The expo floor was chaos in the best way. Booths from TCS hawked enterprise AI, while startups like Krutrim (Ola's AI arm) let us test voice models in Hinglish. I recorded a demo: "Bhai, ye React hook kaise optimize karega?" It spat back code with useMemo tweaks—spot-on for my next codevichar post. Foreign delegations shone here too: A French group from Inria demo'd AI for sustainable fashion, predicting dye waste, and a US team from OpenAI shared fine-tuning tips for custom LLMs. Networking? I collected 20 LinkedIn connects, including a UAE investor eyeing Indian dev tools.
Evenings wrapped with cultural twists—AI-generated Bharatanatyam performances synced to live tabla, morphing patterns based on crowd claps. I snuck a pic (event WiFi was blazing fast, 5G everywhere).
Challenges I Witnessed and Real Talk from the Trenches
Not all shiny. Panels addressed India's data woes—90% unstructured, privacy laws lagging GDPR. A NASSCOM rep admitted, "We're talent-rich but infra-poor." Power outages hit one demo (backup generators saved the day), and rural digital divides loomed large. But optimism ruled: Initiatives like IndiaAI's 10,000 GPU compute fund promise fixes.

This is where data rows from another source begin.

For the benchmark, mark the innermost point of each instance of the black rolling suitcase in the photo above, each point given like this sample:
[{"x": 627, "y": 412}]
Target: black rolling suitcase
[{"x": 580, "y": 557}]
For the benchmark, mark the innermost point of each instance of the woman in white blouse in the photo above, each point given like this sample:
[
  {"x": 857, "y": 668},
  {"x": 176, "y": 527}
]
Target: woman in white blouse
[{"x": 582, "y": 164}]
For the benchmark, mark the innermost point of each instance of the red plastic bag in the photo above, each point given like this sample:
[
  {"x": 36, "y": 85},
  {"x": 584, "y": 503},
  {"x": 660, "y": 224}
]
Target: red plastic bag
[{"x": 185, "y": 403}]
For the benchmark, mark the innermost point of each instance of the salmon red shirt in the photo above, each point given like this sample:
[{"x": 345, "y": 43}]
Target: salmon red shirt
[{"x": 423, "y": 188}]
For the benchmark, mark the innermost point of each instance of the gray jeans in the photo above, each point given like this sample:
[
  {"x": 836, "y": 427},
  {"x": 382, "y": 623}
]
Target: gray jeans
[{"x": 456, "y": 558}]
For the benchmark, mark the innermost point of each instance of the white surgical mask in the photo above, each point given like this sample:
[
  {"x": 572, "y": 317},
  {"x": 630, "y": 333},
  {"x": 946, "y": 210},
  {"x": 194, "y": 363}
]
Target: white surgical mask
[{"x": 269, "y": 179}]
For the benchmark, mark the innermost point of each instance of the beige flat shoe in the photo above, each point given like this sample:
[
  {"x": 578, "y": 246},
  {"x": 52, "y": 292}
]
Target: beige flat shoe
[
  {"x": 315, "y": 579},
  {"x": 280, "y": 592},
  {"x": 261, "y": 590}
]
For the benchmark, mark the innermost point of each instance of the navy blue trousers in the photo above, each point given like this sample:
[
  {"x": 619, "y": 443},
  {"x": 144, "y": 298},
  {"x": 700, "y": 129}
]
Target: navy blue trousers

Personally, the summit reignited my workflow. Back home, I integrated an AI copilot into my Angular router guards—testing auth flows 5x faster. It's not replacing me; it's amplifying my codevichar magic.
Scope and Follow-Ups: What's Next for India's AI Boom?
This wasn't a one-off. Scope is massive: Expect IndiaAI 2.0 with ₹50,000 crore by 2028, focusing vernacular models and sovereign data stacks. Follow-ups include regional summits in Bengaluru (June 2026) and Hyderabad (Oct), plus hackathons via NASSCOM. I signed up for their dev accelerator—watch codevichar.com for my project logs.
Attending the India AI Summit 2026 was a game-changer. From Nilekani's wisdom to hands-on hacks, it showed India's not just playing catch-up—we're leading the charge. If you're a dev like me, mark your calendar for next year. Bharat Mandapam awaits.